El segundo - porque Richard Nixon dimitió antes de sufrir esa suerte tras el escándalo del Watergate- fue el demócrata Bill Clinton, sometido a un proceso implacable por los republicanos, que le acusaron de perjurio por negar que hubiese tenido una relación sexual con una becaria en su despacho de la Casa Blanca.

Esta vez, sin embargo, las pruebas del delito no son, como en el caso de Clinton, una mancha de semen en un vestido ni se trata de dilucidar como entonces si la felación que la muchacha le practicó al presidente equivalía a una relación sexual y aquél había faltado por tanto a la verdad .

Se trata, por el contrario, de determinar algo muchísimo más grave: a saber, si el presidente de una república que se presenta al mundo como modelo de democracia puede comportarse como un monarca absoluto.

Aunque los republicanos intentan comparar ambos casos, lo cierto es que en el impeachment de Clinton estaba en cuestión sobre todo el carácter moral de un presidente que, cogido en una mentira, trató de escabullirse como pudo, pero que al final reconoció su culpa y mostró señales de arrepentimiento.

En el caso de Trump, sin embargo, no se trata de juzgar el carácter de un presidente al que todo el mundo, incluso muchos de los que le votaron, conoce como un ególatra mentiroso, sino su forma de ejercer el poder, claramente despótica y falta de escrúpulos.

La mayoría demócrata del Congreso le acusa de haber chantajeado al joven e inexperto presidente de Ucrania para que su Gobierno investigara la supuesta corrupción del hijo de uno de sus posibles rivales demócratas, Joe Biden, que fue vicepresidente con Barack Obama.

Según testimonios de funcionarios del Departamento de Estado, asesorado por su abogado personal, Rudolph Giuliani, Trump retuvo la ayuda militar ya aprobada para Ucrania por los legisladores en un intento de presionar al ucraniano: claro desacato al Congreso a la vez que abuso flagrante de autoridad.

A la acusación de haber antepuesto sus intereses personales, con la mirada puesta únicamente en su reelección, a la seguridad de un país aliado frente a Rusia y a la propia seguridad de EEUU, se suma la de obstrucción a las labores del Congreso.

Trump ordenó a sus subordinados que no presentaran los documentos solicitados por los demócratas y que ninguno de ellos acudiera al juicio del Senado para que esclarecieran lo ocurrido entre Washington y Kiev, ocultamiento que parece probar su culpabilidad.

Los demócratas se han dedicado mientras tanto a su deporte favorito, que es culpar exclusivamente a Rusia, por sus supuestas injerencias en la anterior campaña, de la derrota de su candidata Hillary Clinton, sin reflexionar qué hicieron mal ellos mismos para que un demagogo sin moral ni vergüenza les ganara la batalla.

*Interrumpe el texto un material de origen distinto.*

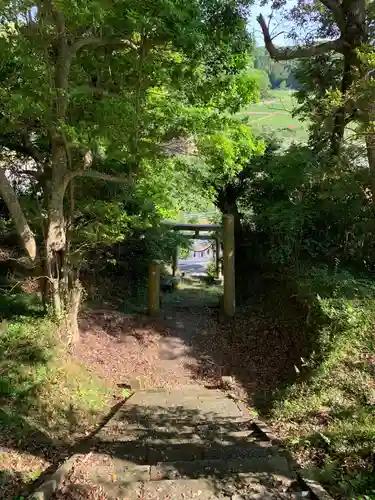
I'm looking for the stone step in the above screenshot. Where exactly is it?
[95,435,277,465]
[150,455,295,481]
[81,454,296,500]
[106,477,302,500]
[99,418,259,440]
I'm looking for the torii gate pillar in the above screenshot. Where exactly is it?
[223,215,236,316]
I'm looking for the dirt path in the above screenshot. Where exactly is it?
[73,296,221,388]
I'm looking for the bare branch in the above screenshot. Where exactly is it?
[271,31,285,40]
[0,168,36,261]
[257,14,343,61]
[65,169,132,187]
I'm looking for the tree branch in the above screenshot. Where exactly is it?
[320,0,345,30]
[70,37,138,56]
[0,168,36,261]
[65,169,131,187]
[21,130,44,163]
[257,14,343,61]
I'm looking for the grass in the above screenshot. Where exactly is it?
[237,90,308,143]
[271,268,375,499]
[0,293,112,498]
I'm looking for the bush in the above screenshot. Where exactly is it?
[272,265,375,498]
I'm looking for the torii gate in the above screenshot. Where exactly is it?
[148,215,236,316]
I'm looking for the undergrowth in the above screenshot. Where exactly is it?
[0,293,111,499]
[272,266,375,499]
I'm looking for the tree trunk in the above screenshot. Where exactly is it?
[66,278,82,344]
[0,168,36,261]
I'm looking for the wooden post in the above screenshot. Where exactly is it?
[215,238,220,278]
[148,262,160,316]
[223,215,236,316]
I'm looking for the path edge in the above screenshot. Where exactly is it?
[27,454,82,500]
[27,391,134,500]
[234,396,333,500]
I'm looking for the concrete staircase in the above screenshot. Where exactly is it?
[73,386,311,500]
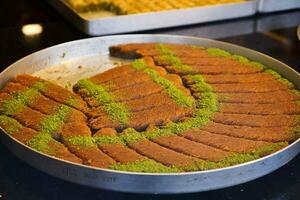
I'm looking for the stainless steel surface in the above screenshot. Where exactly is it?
[0,35,300,194]
[48,0,256,35]
[258,0,300,13]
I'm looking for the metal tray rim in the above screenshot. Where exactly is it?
[0,127,300,176]
[0,34,300,193]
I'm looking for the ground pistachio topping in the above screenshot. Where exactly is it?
[1,82,44,115]
[0,115,23,135]
[77,79,130,124]
[93,135,124,146]
[109,159,180,173]
[131,59,195,107]
[181,142,288,171]
[39,105,71,135]
[27,132,54,154]
[67,136,95,147]
[156,44,193,71]
[200,48,293,87]
[27,97,76,154]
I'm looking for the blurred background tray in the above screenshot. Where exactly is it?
[48,0,257,36]
[257,0,300,13]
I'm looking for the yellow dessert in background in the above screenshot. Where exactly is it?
[65,0,246,15]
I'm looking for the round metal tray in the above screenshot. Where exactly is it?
[0,35,300,194]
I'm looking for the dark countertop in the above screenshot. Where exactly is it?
[0,0,300,200]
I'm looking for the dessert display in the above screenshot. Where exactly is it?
[0,42,300,173]
[66,0,246,15]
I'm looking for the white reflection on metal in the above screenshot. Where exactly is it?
[22,24,43,36]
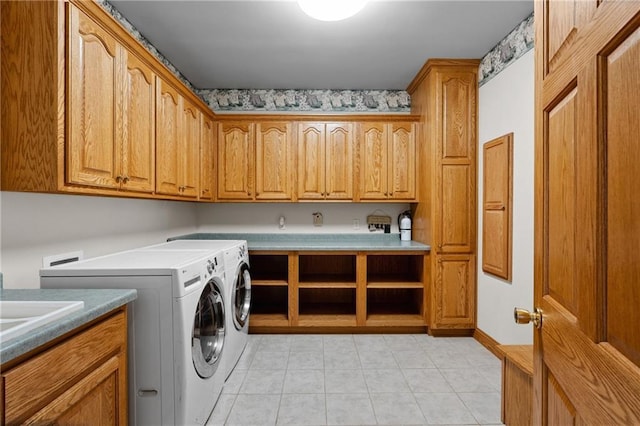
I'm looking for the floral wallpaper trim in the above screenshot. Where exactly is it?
[197,89,411,113]
[478,13,534,86]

Y lo más grave de todo, lo que augura lo peor para la democracia de ese país es que el Partido Republicano esté a todas luces decidido a hacer piña en torno a Trump en este juicio sin que a ninguno de sus senadores parezcan importarle demasiado los continuos abusos de un presidente que pretende gobernar el país como si fuese su propia empresa y se considera en todo momento por encima de la ley.